La chute de Nicolas Sarkozy dans les sondages devrait être une bonne nouvelle pour le citoyen sarko-incompatible que je suis. et pourtant, j'ai bien du mal à m'en réjouir. Outre le fait que sa politique continue à augmenter les inégalités et à faire du néo-libéralisme le plus sauvage un adage, et ce pour encore au moins quatre ans, cette baisse de popularité me pose problème. Ce n'est pas cette politique-là que les Français sanctionnent lorsqu'ils déclarent ne pas être satisfaits ou ne pas faire confiance au président de la République. Mais plutôt le président bling bling, omniprésent et surmédiatisé, qui montre au quotidien que l'animal politique qu'il est n'est pas vraiment devenu un chef d'état. La preuve : le crédit accordé au très discret premier ministre qui contraste avec Sarkozy sur la forme (c'est le moisn que l'on puisse dire !!!) mais pas vraiment sur le fond. Alors oui, ce réveil d'une partie des Français (les déçus du sarkosysme, les 15% d'électeurs qui ont voté pour lui et qui quelques mois après regrettent leur choix) est un premier pas, mais un premier pas pas vraiment satisfaisant.
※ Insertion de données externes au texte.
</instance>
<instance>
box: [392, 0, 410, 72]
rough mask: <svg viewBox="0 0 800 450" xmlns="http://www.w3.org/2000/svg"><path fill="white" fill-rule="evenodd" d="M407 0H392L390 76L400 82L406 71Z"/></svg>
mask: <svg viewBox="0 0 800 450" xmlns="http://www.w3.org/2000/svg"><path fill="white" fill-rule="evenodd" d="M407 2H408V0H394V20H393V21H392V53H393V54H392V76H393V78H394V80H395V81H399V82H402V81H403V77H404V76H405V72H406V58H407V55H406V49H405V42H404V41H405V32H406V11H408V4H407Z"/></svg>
Je suis un peu dans le même état d'esprit que le soir du 1er tour de la présidentielle en apprenant la défaite de Jean-Marie Le Pen : a priori, une bonne nouvelle mais, en y regardant de plus près, une nouvelle pas totalement satisfaisante, car l'électorat du Front National n'a pas disparu : il s'est simplement reporté sur Nicolas Sarkozy.